A 15H00 (18H00 GMT), les deux propulseurs d'appoint et le moteur de l'étage principal s'allumeront pour le décollage. En cas d'anomalie détectée jusqu'au dernier moment ou de météo capricieuse, une fenêtre de lancement de quatre heures est prévue.
Dès les premières lueurs du jour sur le Centre spatial guyanais (CSG) de Kourou, le portique mobile, vaste cathédrale qui abrite la fusée, doit être déplacé de 100 mètres, dévoilant le mastodonte de 56 mètres sur son pas de tir.
Puis à 10H00 locales, le remplissage des réservoirs avec les ergols - l'oxygène et l'hydrogène liquides qui alimentent le moteur Vulcain- débute.
A partir de ce moment-là, toute anomalie obligeant à une intervention physique obligerait de vider les réservoirs, conduisant à un report du tir de 48 heures, explique Jean-Michel Rizzi, chef de la base de lancement Ariane 6 pour l'agence spatiale européenne (ESA).
Enfermés dans le bunker du centre de lancement, sorte de poste de pilotage de la fusée, plus de 200 experts auscultent le lanceur jusqu'à ce qu'il quitte le sol, prêts à interrompre le décompte et à résoudre les éventuels problèmes, explique-t-il.
Le centre de lancement est en liaison constante avec la salle Jupiter, tour de contrôle où sont centralisées toutes les données de télémesures (les données envoyées à chaque instant par la fusée), les informations de suivi radar ou de communications ainsi que la liaison avec les forces armées déployées en nombre pour assurer la sécurité du lancement.

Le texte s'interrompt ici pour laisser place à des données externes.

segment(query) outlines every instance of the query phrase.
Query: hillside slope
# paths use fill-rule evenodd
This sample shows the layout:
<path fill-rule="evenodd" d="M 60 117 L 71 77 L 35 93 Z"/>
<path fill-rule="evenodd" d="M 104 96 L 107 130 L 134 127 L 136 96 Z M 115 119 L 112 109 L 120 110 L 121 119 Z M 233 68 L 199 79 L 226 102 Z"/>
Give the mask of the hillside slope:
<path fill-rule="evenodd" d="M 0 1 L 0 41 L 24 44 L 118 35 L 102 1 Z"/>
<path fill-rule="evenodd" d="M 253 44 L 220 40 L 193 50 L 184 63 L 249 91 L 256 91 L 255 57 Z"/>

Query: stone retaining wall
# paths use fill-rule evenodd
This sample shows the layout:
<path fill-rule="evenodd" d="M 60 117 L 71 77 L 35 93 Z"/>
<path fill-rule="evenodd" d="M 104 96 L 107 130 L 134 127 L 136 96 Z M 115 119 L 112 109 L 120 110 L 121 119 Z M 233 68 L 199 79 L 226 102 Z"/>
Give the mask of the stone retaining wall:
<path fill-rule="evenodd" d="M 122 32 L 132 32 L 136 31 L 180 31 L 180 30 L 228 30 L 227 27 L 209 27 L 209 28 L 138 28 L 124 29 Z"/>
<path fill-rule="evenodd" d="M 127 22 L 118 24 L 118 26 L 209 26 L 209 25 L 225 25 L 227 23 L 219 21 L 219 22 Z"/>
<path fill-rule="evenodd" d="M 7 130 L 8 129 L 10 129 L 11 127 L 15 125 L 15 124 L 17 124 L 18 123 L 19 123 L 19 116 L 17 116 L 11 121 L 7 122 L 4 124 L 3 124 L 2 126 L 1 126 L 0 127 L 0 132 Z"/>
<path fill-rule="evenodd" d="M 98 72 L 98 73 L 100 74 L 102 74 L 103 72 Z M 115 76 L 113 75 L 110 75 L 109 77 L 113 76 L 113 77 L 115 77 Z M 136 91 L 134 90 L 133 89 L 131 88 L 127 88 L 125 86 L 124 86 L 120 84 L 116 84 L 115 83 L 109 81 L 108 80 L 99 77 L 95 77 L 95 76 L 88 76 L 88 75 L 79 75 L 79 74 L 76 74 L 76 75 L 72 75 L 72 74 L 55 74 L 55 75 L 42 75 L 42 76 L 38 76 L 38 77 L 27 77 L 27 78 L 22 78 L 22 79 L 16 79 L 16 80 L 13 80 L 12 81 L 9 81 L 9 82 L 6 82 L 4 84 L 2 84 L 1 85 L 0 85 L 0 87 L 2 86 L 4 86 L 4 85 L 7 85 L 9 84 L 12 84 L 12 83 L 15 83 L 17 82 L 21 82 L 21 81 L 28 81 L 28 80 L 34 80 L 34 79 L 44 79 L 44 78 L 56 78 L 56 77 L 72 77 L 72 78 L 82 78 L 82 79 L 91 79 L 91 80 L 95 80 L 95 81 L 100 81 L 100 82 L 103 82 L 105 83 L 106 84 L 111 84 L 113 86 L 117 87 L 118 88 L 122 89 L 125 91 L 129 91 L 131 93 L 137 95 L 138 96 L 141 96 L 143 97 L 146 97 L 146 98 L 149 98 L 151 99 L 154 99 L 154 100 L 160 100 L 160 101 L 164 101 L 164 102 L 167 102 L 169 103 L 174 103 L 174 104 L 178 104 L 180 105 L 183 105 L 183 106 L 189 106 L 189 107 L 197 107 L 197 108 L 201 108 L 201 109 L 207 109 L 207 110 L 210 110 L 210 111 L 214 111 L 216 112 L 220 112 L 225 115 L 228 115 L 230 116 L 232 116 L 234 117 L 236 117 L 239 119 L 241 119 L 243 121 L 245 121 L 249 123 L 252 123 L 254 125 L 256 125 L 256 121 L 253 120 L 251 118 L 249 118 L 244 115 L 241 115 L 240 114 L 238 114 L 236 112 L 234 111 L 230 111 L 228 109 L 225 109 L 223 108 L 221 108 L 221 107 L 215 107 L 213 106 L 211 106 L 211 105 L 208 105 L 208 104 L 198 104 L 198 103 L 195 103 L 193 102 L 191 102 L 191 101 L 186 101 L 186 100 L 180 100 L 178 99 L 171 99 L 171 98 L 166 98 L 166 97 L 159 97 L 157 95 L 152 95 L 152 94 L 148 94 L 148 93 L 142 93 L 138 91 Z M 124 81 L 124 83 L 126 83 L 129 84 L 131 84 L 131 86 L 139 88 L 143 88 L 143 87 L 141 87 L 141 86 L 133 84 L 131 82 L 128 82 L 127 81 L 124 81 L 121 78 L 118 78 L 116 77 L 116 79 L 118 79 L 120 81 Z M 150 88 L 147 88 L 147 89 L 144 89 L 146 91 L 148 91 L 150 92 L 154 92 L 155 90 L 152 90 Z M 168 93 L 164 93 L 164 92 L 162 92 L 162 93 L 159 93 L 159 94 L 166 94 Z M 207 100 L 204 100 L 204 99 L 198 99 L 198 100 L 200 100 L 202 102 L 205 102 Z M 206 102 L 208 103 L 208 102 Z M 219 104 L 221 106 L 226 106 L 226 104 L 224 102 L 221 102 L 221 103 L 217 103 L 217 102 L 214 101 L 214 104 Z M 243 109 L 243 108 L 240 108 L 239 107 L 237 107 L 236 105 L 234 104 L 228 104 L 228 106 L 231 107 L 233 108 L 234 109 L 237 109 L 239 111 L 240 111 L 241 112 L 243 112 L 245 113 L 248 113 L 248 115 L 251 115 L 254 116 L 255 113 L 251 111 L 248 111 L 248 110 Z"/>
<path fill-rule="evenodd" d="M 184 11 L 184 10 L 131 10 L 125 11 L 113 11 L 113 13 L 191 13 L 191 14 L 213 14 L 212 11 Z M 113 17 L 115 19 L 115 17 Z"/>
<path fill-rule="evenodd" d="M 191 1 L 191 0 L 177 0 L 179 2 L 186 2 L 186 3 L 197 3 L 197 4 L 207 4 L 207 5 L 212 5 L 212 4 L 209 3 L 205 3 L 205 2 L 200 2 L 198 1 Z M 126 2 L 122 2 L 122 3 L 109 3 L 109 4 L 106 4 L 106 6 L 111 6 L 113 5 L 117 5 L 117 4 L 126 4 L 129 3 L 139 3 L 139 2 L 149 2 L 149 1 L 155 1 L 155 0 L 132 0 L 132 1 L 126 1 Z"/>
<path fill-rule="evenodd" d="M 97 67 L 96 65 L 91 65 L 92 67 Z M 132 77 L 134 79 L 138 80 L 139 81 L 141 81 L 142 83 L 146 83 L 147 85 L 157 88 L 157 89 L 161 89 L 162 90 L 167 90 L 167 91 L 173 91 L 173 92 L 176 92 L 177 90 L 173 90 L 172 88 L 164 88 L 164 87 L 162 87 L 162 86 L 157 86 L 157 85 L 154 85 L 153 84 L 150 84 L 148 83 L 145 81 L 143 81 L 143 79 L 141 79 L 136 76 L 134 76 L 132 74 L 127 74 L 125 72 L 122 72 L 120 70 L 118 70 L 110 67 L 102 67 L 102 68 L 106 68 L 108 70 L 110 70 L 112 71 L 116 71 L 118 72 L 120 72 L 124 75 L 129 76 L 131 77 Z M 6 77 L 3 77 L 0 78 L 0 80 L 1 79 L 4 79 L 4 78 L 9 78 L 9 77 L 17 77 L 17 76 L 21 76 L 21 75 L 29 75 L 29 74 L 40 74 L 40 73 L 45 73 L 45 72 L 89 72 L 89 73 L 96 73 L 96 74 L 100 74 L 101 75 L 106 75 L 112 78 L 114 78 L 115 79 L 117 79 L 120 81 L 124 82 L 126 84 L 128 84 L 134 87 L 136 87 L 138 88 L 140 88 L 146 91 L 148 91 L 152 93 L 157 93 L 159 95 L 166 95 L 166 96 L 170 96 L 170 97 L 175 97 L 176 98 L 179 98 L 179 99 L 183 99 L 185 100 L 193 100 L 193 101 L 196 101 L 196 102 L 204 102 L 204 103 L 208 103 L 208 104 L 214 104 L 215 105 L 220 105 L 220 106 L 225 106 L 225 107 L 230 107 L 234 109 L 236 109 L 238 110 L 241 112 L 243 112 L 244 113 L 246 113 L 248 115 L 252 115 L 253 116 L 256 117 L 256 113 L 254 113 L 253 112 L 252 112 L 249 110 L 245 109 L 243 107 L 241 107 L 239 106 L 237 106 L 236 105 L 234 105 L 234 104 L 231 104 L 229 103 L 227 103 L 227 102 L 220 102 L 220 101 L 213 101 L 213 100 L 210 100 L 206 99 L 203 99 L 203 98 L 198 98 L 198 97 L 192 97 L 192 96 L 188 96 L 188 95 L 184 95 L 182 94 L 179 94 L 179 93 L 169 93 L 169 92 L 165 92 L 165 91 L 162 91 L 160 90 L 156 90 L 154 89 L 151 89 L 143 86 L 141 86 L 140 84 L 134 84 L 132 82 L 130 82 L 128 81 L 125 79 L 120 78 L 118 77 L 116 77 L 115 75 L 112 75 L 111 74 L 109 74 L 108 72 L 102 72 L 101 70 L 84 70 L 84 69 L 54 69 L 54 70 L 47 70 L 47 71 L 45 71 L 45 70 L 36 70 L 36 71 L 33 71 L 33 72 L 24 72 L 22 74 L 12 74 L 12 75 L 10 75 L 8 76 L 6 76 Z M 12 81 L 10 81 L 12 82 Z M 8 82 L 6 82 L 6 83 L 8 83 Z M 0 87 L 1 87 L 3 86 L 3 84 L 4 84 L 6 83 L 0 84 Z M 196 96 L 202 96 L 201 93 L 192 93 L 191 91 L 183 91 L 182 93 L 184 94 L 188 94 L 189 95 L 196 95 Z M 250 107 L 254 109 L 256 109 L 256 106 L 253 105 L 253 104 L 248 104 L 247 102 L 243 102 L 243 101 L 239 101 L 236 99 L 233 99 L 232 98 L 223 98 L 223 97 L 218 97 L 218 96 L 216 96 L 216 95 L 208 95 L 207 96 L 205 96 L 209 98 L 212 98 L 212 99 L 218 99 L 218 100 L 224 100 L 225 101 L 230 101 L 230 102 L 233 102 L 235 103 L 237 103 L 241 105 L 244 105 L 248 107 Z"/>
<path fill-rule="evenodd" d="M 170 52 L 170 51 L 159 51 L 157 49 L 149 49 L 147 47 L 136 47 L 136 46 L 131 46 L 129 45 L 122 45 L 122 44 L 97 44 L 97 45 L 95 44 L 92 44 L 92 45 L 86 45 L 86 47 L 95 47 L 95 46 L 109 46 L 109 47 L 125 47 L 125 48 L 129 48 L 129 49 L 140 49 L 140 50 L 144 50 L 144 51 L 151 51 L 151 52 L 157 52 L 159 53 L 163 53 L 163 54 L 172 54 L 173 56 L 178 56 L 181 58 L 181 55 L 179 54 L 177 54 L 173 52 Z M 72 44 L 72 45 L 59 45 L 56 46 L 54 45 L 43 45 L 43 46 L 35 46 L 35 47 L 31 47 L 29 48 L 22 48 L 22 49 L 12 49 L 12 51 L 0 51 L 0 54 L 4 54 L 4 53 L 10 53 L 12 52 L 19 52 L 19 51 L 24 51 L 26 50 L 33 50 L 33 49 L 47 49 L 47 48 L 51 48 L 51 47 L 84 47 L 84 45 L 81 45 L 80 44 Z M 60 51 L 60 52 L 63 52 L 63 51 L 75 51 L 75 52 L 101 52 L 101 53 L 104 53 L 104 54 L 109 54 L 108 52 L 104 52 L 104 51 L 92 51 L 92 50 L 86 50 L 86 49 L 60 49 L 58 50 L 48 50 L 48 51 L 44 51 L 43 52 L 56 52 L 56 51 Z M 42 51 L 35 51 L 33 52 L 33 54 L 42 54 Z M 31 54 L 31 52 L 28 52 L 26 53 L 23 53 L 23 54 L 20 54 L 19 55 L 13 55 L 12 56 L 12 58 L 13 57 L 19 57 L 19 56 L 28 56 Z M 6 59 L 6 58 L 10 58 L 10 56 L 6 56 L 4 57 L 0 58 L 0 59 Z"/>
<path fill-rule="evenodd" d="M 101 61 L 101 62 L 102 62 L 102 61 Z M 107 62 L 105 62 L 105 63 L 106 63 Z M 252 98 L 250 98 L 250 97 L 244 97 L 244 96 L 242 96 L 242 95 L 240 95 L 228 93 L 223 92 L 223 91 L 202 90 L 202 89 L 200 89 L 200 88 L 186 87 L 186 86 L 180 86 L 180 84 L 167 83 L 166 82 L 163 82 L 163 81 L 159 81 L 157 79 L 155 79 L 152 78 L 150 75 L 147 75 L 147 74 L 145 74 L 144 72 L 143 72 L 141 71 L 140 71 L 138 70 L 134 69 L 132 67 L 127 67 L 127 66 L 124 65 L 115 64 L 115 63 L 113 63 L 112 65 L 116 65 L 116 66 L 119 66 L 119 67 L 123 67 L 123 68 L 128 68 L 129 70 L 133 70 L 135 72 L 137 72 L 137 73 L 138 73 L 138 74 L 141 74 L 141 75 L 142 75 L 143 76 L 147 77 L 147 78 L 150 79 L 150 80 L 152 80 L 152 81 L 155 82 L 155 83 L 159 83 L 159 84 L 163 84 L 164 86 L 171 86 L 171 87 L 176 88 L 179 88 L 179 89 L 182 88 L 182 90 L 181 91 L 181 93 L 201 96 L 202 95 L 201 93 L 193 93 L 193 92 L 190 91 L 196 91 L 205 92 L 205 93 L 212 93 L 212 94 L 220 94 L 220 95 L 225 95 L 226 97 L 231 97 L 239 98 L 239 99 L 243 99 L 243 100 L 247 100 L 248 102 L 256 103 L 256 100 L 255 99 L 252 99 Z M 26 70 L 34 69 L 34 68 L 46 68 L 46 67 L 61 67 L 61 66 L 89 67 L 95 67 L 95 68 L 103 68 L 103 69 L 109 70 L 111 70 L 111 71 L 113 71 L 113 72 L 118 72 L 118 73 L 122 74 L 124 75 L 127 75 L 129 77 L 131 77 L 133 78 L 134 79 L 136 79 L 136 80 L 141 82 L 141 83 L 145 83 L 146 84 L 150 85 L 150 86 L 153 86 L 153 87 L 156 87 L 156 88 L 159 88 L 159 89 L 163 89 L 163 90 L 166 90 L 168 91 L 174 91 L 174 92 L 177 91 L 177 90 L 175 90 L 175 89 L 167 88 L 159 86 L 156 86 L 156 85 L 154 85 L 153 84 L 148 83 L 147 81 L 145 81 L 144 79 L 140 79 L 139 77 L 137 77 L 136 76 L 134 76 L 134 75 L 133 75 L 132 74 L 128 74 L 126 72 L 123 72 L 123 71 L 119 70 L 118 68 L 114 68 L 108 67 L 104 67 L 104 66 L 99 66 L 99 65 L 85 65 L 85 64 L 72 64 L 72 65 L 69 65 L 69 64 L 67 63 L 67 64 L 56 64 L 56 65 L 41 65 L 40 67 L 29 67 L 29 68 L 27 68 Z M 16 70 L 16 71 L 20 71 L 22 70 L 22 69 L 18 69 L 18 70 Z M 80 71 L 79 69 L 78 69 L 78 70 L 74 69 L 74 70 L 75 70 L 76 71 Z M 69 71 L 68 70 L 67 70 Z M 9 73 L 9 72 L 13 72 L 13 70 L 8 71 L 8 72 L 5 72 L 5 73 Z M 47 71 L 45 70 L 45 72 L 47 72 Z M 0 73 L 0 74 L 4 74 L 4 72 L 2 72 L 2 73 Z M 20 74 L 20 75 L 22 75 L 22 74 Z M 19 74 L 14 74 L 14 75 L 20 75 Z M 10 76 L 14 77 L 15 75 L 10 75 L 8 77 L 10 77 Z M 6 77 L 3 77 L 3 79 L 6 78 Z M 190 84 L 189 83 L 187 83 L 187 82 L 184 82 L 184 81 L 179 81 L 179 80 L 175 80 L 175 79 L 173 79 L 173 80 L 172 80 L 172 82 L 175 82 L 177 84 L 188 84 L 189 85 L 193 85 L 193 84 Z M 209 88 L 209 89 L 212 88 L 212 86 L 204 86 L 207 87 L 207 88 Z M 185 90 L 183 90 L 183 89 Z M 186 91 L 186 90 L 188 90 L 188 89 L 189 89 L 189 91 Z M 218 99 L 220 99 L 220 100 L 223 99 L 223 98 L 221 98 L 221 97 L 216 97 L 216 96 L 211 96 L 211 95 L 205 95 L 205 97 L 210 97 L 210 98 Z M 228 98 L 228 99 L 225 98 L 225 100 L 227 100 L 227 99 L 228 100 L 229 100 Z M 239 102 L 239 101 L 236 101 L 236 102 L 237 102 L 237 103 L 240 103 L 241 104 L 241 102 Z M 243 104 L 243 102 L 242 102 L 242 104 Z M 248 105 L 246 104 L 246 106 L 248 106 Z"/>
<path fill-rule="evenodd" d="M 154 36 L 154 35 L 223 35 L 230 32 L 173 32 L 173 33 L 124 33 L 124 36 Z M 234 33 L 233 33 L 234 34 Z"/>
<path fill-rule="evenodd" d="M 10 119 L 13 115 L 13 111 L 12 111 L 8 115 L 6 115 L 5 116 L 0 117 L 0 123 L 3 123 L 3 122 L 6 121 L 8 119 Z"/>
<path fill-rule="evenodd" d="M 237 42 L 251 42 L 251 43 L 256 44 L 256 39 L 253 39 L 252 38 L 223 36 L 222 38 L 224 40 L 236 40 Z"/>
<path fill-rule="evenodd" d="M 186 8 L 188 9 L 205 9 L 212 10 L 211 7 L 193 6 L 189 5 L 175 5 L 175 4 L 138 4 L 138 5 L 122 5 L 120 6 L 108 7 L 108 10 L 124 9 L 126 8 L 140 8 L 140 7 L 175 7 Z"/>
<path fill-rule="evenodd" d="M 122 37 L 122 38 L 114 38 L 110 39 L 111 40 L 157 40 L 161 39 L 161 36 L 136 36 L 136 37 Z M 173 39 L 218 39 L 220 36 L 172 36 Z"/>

Trois avions de combat Rafale ont notamment été déployés pour dissuader tout aéronef trop curieux.
- "Une part de risque" -
Décidée en 2014, Ariane 6 pourra aussi bien placer des satellites en orbite géostationnaire, à 36.000 kilomètres d'altitude, comme sa prédécesseure Ariane 5, que mettre en orbite des constellations à quelques centaines de kilomètres de la Terre.
La fusée a été "qualifiée" au sol à l'issue de multiples répétitions. "On a fait tellement de chronologies (de lancement) qu'on se dit que c'est la routine, sauf que cette fois, c'est la vraie, ça va décoller", s'enthousiasme Franck Saingou, directeur adjoint du vol inaugural.
Historiquement, près de la moitié des premiers lancements de fusées ont été des échecs, comme en 1996 pour la première Ariane 5, qui n'a pourtant connu que 2 échecs en 117 tirs.
"C'est un premier vol, il y a une part de risque, on a essayé de la réduire au maximum, on est confiant", estime Philippe Baptiste, le PDG du Cnes, l'agence spatiale française.
"On pourra pousser un premier ouf de soulagement quand on aura largué les premiers satellites", une heure et six minutes après le décollage, calcule pour sa part Tony Dos Santos, chef de mission à l'ESA.
Le succès sera total avec la retombée réussie dans le Pacifique de l'étage supérieur en fin de mission à l'issue d'un troisième rallumage du moteur Vinci, principale innovation de la fusée.
La réussite du vol marquera le "retour" de l'Europe sur la scène spatiale, selon le patron du transport spatial à l'ESA, Toni Tolker-Nielsen. Depuis le dernier vol d'Ariane 5 il y a un an, les Européens ne peuvent plus mettre en orbite par eux-mêmes un satellite: depuis l'invasion de l'Ukraine, ils n'ont plus accès au lanceur moyen russe Soyouz, et la fusée Vega-C est clouée au sol depuis fin 2022 après un accident.
Mais il faudra ensuite selon lui réussir la montée en cadence des vols, avec un autre en fin d'année, six prévus en 2025 et 8 l'année suivante.
Pour son premier vol, Ariane 6 emportera 17 "passagers" à son bord: 11 micro-satellites d'universités, différentes expériences ainsi que deux capsules de rentrée atmosphériques, qui doivent préparer le cargo de fret spatial voulu par les Européens pour ravitailler les stations spatiales.